On May 2, 2019, the early access release was broadened further to include all iOS and Android players, when Bethesda updated the game to no longer require a Bethesda net account.

On May 17, 2019, further planned changes to the game were announced, including adjustments to equipment repair costs, and difficulty balance changes. During the same announcement, Bethesda also confirmed a forthcoming "big" update, which would include other player-requested features, such as jewelry and new story content. This version 1.1 update was released on June 9, 2019, also adding dialog for NPCs and support for player levels beyond 50.

On May 12, 2020, over a year since early access began, the game left early access as part of the version 1.7 update. This update also included a set of in-game rewards for players who had been part of the early access period. The Nintendo Switch version of the game was then released on May 14, 2020.

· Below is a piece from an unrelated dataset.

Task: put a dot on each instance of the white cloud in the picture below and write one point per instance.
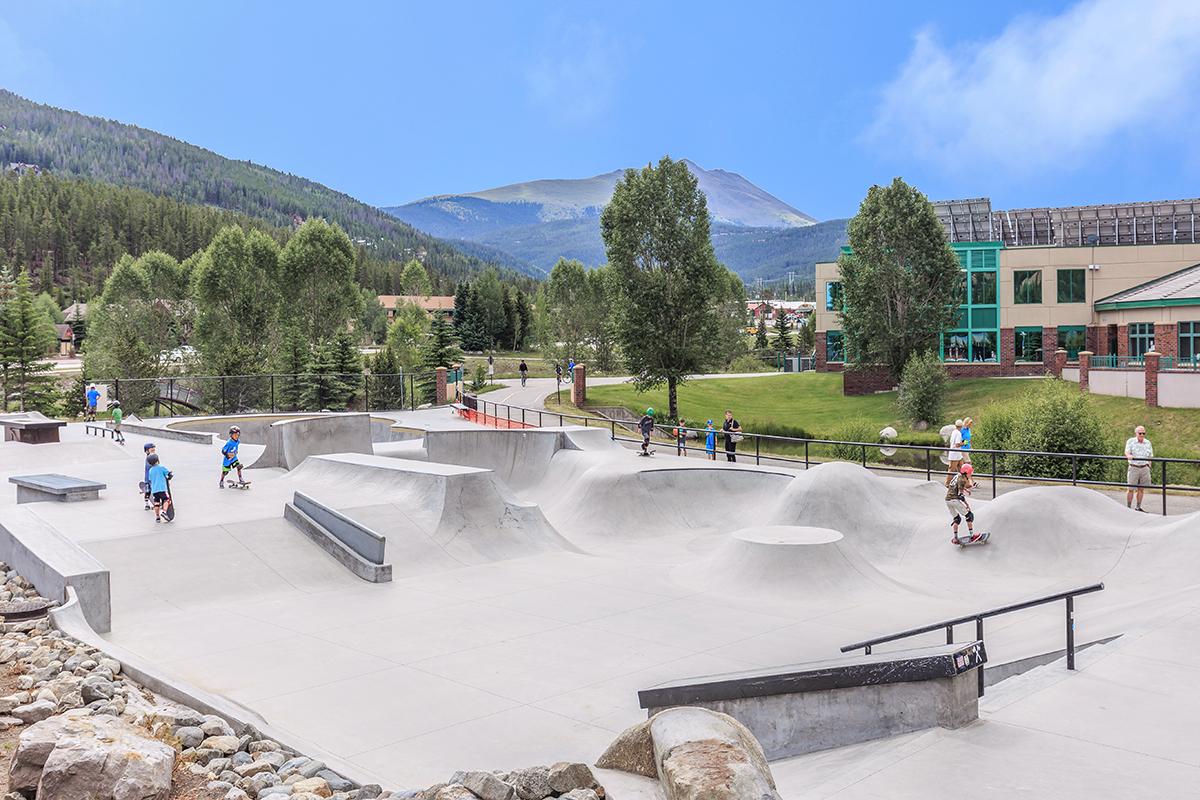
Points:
(575, 78)
(1048, 90)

The servers for the game shut down on June 30, 2026.

== Reception ==

During its early access period, Blades received generally mixed reviews from critics. David Jagneaux from IGN heavily criticized the game for its long loading screens, grinding, lack of innovation, and its use of microtransactions; however, he praised the game for its visuals, character development, story, and combat.

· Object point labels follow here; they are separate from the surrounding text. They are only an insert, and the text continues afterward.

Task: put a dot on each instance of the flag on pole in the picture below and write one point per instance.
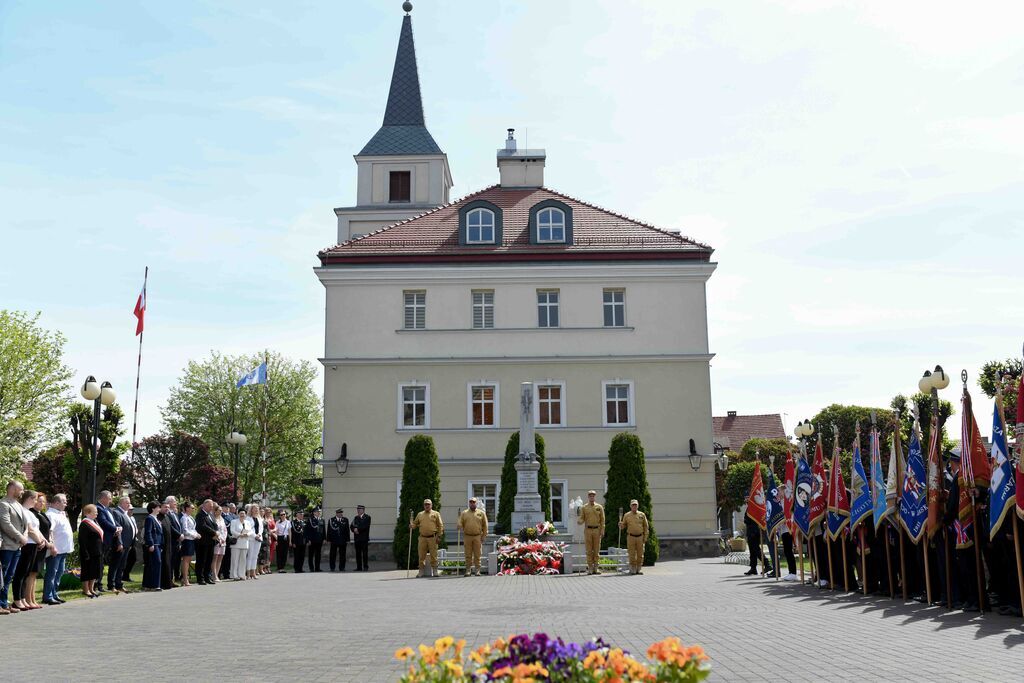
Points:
(913, 498)
(139, 311)
(256, 376)
(819, 486)
(860, 509)
(1001, 491)
(756, 507)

The final release received negative reception, with the Nintendo Switch version receiving "generally unfavorable reviews" on the review aggregation website Metacritic. The Switch version of the game received the 10th worst aggregate score on the site out of all games released in 2020. Fellow review aggregator OpenCritic assessed that the game received weak approval, being recommended by 8% of critics. PJ O'Reilly of Nintendo Life called the game "a bland and repetitive grind", criticizing the game's design, gameplay, and technical performance. Matt Sainsbury of Digitally Downloaded panned the game, calling it "a creatively broken, anti-intellectual insult" and negatively comparing it to other The Elder Scrolls games. John Rairdin of Nintendo World Report wrote that the game was "a downright joke" and heavily criticized the combat and gameplay.

Aggregate scores
| Aggregator | Score |
|---|---|
| Metacritic | (Switch) 42/100 |
| OpenCritic | 8% recommend |

Review scores
| Publication | Score |
|---|---|
| IGN | 5.4/10 (early access) |
| Nintendo Life | 3/10 |
| Nintendo World Report | 4/10 |

=== Sales and revenue ===
Blades was a commercial success. Within one week of the game's early access launch, it had exceeded 1 million downloads on the iOS platform, with the associated revenue reaching close to $500,000. 42% of these downloads were from users in the United States, with US players also accounting for 76% of the total spending during this time. Within the first month of early access release, the game had generated revenue exceeding $1.5 million on the iOS platform with player spending reaching close to $50,000 per day.

=== Awards ===
The game was nominated for "Mobile Game of the Year" at the Golden Joystick Awards, and won the award for "Song/Score - Mobile Video Game" at the Hollywood Music in Media Awards. It was also nominated for the A-Train Award for Best Mobile Game at the New York Game Awards, and for "Game of the Year" and "Best Audio/Visual Accomplishment" at the Pocket Gamer Mobile Games Awards.